But where I outright loathed (save for the great Anthony Stewart Head’s inventive performance) Bousman’s barely released 2008 effort, Sapochnik’s comes just close enough to being a winning effort I’m sort of tempted to give it a slight pass. Thanks to its superlative cast Repo Men is consistently engaging on a multitude of levels, and where that earlier musical effort failed to do much with its premise other then to drown things in gore this one offers up just enough food for thought it at times surpasses its genre roots to become something a tiny bit more.
Unfortunately, the filmmakers treat things with such deathly seriousness the whole thing tends to drag creating an air of overly familiar boredom difficult to get past. On top of that, it tends to repeat itself to the point it plays a little like a broken record, characters going in such roundabout circles I started to get a little dizzy watching them spin. Worst of all, Garcia and Lerner’s screenplay telegraphs its moves with such overt obviousness I knew what was going to happen every step of the way, even a final “twist” so unsurprising (and uninspiring) I almost openly yawned during its delivery.

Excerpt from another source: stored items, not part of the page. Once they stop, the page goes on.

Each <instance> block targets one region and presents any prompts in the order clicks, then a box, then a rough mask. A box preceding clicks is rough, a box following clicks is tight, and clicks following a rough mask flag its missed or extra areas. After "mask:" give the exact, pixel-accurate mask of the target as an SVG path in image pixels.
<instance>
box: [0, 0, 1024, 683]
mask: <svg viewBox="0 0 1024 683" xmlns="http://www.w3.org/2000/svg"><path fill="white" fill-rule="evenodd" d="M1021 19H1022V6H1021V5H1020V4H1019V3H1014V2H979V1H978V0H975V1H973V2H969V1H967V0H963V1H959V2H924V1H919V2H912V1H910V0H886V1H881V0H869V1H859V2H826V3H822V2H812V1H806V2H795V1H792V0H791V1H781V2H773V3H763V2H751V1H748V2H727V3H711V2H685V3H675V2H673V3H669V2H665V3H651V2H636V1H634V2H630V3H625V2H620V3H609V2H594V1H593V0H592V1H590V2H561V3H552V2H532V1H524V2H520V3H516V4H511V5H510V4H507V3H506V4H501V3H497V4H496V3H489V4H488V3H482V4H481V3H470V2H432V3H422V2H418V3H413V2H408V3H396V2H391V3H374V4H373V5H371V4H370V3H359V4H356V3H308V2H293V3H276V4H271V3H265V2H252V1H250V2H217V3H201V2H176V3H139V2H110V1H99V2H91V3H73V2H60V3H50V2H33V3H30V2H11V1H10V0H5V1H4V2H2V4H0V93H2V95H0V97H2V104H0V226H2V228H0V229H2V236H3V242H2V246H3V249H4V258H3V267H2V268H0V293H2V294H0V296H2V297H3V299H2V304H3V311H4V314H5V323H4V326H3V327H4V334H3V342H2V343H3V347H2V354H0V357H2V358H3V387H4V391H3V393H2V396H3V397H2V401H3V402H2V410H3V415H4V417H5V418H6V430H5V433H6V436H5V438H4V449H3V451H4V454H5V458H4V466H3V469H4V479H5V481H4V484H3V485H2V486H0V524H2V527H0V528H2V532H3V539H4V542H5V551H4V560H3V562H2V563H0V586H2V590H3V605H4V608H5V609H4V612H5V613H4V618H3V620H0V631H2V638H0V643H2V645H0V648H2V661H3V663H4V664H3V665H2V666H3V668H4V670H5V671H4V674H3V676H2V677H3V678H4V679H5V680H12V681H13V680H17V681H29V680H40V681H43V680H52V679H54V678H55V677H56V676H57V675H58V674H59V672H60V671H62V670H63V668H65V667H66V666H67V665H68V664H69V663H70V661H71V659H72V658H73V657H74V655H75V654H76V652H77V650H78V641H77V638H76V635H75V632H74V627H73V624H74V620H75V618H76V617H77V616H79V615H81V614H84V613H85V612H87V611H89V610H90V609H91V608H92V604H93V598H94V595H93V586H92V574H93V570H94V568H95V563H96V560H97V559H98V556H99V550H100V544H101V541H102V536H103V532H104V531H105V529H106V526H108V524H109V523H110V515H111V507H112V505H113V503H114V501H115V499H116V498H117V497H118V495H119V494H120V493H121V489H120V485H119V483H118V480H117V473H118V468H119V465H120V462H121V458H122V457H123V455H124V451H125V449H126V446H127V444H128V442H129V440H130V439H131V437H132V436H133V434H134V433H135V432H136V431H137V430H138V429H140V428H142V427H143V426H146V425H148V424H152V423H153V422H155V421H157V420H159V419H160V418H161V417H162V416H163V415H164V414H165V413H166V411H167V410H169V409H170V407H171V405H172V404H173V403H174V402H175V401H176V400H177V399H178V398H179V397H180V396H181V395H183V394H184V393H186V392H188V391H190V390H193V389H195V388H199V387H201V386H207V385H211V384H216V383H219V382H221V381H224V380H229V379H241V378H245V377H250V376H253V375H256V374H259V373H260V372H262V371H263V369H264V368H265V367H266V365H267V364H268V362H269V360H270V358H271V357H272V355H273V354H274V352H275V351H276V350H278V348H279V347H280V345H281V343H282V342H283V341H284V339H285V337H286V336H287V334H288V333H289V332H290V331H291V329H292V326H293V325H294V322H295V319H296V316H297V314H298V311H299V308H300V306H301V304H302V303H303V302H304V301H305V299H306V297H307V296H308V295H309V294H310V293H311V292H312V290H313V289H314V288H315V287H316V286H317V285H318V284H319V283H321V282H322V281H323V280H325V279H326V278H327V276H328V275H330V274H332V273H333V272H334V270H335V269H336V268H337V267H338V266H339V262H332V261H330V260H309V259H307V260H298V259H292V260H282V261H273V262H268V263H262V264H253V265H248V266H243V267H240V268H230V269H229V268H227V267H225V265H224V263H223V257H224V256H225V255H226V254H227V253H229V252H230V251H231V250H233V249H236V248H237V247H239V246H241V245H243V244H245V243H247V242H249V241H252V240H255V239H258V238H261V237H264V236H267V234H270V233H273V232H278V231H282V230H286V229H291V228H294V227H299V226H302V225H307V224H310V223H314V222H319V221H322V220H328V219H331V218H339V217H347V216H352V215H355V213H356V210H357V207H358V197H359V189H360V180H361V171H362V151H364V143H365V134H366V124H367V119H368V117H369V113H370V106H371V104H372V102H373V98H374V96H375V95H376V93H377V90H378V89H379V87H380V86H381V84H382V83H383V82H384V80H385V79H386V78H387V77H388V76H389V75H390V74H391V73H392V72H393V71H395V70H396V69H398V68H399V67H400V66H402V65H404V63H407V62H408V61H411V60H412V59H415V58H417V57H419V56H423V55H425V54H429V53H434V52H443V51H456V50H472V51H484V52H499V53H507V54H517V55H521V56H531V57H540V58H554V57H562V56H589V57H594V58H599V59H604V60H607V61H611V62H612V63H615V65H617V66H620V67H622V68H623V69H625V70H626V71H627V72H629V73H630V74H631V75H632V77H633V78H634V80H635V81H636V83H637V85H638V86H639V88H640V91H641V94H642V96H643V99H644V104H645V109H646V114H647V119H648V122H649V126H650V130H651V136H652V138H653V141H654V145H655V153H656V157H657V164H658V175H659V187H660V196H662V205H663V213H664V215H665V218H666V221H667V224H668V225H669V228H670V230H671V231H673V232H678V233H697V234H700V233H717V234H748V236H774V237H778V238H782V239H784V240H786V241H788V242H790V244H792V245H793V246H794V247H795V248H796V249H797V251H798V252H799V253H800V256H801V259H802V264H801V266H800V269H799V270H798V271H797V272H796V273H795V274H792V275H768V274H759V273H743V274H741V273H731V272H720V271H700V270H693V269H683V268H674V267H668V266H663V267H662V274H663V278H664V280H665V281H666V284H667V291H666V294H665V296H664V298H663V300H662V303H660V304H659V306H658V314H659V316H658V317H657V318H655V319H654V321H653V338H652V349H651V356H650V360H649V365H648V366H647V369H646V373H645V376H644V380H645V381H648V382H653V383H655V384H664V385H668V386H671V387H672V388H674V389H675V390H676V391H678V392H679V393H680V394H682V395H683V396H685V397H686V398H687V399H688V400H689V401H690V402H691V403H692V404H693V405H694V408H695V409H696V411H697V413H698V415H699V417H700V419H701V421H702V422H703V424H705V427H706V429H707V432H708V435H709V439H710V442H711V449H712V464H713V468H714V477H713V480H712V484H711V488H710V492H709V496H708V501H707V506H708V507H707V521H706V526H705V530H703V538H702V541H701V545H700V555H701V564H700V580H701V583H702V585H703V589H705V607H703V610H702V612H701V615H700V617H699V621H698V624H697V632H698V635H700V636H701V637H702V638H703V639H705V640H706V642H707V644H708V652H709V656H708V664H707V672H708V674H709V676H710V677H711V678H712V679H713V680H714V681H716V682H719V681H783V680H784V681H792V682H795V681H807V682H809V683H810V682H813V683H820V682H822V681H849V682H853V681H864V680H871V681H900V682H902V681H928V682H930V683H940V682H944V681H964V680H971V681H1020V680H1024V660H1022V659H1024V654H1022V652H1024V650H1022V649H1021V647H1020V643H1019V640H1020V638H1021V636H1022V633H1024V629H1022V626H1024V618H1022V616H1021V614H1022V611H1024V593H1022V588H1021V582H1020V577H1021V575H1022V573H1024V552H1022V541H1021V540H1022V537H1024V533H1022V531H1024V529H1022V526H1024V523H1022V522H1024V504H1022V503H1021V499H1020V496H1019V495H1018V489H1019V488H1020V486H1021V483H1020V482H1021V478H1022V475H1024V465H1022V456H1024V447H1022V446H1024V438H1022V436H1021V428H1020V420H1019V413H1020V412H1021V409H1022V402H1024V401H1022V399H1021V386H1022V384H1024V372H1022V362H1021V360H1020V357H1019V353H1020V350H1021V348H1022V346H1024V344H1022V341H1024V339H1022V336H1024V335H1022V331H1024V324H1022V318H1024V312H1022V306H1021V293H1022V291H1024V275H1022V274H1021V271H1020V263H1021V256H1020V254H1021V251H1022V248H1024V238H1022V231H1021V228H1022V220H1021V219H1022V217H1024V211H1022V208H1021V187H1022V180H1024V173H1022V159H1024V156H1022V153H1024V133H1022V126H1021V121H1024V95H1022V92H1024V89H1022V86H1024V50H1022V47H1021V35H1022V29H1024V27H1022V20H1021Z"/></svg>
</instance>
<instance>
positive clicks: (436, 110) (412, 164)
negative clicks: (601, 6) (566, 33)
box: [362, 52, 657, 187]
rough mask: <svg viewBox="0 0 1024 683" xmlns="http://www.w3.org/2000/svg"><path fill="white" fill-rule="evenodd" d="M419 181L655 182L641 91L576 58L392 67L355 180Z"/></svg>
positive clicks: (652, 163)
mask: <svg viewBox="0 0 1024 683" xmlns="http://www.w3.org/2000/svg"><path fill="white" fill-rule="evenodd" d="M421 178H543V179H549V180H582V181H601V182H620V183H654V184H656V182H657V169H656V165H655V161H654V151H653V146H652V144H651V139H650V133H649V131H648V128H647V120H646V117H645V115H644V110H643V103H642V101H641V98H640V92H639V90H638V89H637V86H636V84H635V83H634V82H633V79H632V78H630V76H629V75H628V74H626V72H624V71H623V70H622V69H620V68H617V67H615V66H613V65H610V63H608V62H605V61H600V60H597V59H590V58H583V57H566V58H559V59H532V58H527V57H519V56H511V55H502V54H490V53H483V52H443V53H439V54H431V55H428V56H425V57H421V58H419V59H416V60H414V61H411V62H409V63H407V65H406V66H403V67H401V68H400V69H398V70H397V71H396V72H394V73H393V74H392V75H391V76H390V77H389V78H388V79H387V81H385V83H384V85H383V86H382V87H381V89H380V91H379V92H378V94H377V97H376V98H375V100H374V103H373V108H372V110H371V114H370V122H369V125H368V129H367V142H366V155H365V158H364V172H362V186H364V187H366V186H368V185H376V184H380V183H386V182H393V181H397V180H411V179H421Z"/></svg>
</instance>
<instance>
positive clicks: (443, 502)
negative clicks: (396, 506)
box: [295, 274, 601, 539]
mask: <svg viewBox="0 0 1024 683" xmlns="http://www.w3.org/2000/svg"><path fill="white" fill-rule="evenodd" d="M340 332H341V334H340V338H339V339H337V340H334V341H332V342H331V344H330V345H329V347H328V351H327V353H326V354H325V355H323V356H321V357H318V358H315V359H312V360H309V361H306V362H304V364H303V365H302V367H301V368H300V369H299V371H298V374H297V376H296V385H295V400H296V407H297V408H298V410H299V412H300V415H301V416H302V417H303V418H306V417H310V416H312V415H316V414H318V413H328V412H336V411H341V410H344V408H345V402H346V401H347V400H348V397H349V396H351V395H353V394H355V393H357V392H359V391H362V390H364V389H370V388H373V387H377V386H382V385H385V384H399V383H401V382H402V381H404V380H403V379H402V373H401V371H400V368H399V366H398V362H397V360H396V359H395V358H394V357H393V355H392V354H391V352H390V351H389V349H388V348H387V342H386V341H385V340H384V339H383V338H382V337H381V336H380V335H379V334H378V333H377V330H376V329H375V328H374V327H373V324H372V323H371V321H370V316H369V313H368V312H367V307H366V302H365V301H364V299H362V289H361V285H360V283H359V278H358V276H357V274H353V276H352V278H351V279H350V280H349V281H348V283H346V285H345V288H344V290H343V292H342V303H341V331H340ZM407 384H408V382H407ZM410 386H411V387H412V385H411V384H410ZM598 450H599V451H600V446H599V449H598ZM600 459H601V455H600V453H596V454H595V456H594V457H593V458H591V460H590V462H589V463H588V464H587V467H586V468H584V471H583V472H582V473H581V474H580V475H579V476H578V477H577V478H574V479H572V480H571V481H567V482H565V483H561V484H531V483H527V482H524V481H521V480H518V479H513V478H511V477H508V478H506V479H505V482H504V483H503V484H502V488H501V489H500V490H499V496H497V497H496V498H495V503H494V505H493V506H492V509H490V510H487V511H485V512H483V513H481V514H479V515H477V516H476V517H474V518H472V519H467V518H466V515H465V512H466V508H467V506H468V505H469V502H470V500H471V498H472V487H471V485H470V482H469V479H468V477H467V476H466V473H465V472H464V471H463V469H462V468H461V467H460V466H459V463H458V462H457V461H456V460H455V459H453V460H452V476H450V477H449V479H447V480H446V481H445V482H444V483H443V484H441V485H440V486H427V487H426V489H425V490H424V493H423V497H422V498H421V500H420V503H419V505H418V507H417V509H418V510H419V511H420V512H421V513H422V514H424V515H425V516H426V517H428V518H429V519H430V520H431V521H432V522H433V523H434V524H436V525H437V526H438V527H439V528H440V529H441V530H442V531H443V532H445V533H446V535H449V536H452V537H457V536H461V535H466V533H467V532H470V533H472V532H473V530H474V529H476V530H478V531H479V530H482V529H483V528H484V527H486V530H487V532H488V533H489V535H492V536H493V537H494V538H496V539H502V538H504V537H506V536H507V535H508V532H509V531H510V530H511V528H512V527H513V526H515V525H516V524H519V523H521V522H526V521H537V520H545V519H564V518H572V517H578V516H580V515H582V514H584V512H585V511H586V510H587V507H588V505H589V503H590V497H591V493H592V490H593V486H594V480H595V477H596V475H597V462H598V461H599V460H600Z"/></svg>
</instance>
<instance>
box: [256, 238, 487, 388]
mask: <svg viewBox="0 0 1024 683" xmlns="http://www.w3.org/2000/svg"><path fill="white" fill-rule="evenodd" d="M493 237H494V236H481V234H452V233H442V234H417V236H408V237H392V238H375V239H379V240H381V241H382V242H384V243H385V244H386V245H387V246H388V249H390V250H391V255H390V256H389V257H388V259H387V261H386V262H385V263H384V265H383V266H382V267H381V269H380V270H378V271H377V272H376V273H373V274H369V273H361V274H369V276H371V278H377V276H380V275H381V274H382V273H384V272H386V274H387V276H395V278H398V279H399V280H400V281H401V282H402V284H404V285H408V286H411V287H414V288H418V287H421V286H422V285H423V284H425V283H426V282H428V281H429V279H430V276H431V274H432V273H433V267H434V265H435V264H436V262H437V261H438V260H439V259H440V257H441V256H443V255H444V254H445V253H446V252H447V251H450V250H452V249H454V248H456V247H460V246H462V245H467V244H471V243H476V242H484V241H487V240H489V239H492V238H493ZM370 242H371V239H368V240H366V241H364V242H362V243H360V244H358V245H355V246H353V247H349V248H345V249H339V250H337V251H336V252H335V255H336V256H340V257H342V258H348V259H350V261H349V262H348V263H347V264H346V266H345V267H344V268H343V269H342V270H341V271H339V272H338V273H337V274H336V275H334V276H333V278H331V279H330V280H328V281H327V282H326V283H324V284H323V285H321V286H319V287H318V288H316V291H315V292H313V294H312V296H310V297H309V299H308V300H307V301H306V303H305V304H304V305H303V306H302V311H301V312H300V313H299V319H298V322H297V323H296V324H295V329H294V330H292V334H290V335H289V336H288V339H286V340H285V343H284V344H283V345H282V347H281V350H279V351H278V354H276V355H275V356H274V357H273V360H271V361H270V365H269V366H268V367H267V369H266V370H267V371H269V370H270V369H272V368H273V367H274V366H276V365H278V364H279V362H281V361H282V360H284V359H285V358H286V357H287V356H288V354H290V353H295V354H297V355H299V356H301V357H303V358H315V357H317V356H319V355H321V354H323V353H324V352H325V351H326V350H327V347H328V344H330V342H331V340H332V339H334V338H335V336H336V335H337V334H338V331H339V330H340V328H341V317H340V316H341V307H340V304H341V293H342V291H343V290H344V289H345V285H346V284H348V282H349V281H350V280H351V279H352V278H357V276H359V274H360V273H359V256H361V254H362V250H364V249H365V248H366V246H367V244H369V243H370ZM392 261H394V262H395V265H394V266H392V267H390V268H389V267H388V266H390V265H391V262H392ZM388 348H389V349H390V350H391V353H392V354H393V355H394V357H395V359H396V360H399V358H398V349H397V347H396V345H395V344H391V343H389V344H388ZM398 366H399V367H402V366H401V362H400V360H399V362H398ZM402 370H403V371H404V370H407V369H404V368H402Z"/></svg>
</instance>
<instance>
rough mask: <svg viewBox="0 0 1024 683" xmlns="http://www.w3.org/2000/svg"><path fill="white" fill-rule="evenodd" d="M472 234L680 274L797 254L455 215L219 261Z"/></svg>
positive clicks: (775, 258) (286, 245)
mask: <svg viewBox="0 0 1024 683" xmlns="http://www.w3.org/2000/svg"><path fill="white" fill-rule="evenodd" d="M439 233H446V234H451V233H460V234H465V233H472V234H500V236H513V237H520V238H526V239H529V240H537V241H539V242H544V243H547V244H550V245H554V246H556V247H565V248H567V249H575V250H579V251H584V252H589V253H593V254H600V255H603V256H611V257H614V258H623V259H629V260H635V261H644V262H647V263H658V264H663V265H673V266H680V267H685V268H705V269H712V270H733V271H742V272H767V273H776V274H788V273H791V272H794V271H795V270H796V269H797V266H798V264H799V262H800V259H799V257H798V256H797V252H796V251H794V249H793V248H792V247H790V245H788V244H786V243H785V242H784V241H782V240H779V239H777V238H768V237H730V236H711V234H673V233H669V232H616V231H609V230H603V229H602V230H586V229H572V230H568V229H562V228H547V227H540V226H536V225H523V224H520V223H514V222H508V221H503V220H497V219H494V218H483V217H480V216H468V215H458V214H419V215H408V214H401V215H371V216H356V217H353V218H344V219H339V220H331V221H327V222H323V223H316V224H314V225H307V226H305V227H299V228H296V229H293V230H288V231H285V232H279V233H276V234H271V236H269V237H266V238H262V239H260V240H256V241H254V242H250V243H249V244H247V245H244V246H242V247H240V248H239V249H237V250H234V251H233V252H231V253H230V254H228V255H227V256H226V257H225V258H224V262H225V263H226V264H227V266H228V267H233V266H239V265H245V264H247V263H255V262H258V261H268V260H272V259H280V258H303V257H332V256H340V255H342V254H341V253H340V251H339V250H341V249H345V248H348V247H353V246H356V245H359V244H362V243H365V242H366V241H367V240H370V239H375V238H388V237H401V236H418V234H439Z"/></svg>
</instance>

Blade Runner and Metropolis influences aside, it must be noted that David Sandefur’s (Journey to the Center of the Earth) is pretty fantastic, as is Enrique Chediak’s (28 Weeks Later) Matrix meets The Dark Knight style cinematography. The fight sequences are staged with flash and flair, and while they’re not anything we haven’t seen before the jolt of blood-splattered energy they manage to deliver is just good enough to make their over familiarity not matter as much as it probably should.
In the end, though, I just wasn’t wowed enough by either the performances, all of which are solid, or the aforementioned technical bits to be okay with how tedious and routine much of the plotting sadly is. The film never delivers on the grotesque deviousness of its concept, instead treating everything with such sacrosanct seriousness frankly I was bored by it all. Repo Men never went for the jugular, delivering instead a couple of paper cuts before fading away into blasé nothingness.